Your AI footprint is no longer the list of AI tools you bought. It's the fraction of your existing software that has switched AI on – and that fraction only moves one direction.
The governance consequence: gatekeeping has to give way to defaults. You can't review your way through a hundred embedded copilots one exception at a time. What scales is a small set of defaults applied everywhere – data-class rules that don't care which product is asking, vendor-AI questions built into every renewal (what model, whose infrastructure, is our data trained on, can we turn it off), and a register that tracks embedded AI, not just chosen AI.
The second inversion: AI as a userLink to this section
The agent half of the story deserves its own paragraph, because it breaks a different assumption – that AI only talks.
An agent that can operate a browser and use tools is, functionally, a new class of user in your environment: extremely fast, endlessly patient, credentialed with whatever access it inherited, and possessing no common sense beyond what it was given in writing. Cheap capable models mean you won't have three of these; you'll have hundreds, spun up casually because the marginal cost rounds to zero.
Identity and access teams have spent two decades learning to manage service accounts. Agents are service accounts that improvise. The playbook – least privilege, own credentials, logged actions, human accountability for outcomes – exists. The scale and the improvisation are new. Start small and boring: agents get scoped credentials, agents get logs, a named human answers for each agent's output. Culture first, tooling second.
Training at population scaleLink to this section
Here's where this lands on our desk. Pilot-group thinking produced pilot-group training: coach the fifty people with licences, catch everyone else at induction. When AI is embedded in the default tools, everyone is an AI operator – the coordinator summarising minutes, the bookkeeper's reconciliation assistant, the recruiter's screening helper none of you evaluated.

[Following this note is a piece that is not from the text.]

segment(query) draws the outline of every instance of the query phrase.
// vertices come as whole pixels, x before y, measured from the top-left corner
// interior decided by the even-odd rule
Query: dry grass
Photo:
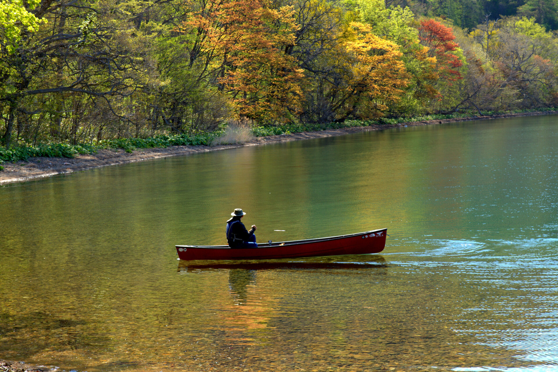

Training has to make the same move governance does: from artisanal to default. Baseline judgement for every seat – what data goes where, how much to trust output, when to escalate – refreshed as the tools shift under everyone's feet, with completion you can actually evidence. The craft content still matters for power users, but the floor is now the control that matters, because the exposure is now universal.
(Yes, delivering that floor affordably at every-seat scale is a problem we've been working on intensely. More on that another day.)
The planning assumption to updateLink to this section
If you take one line to your next leadership meeting, make it this: frontier AI capability now depreciates to commodity pricing in roughly half a year, and autonomy is following the same curve. Any plan that treats today's capability, price, or usage pattern as stable for a budgeting cycle is already wrong in a knowable direction.
Cheap, capable, increasingly autonomous AI in every tool, operated by every employee. That's not a scenario anymore; it's the current quarter. The organisations that will be fine are the ones that stop governing AI like a rare purchase and start governing it like electricity – universal, metered, fused, and handled by people who've been taught not to stick forks in the socket.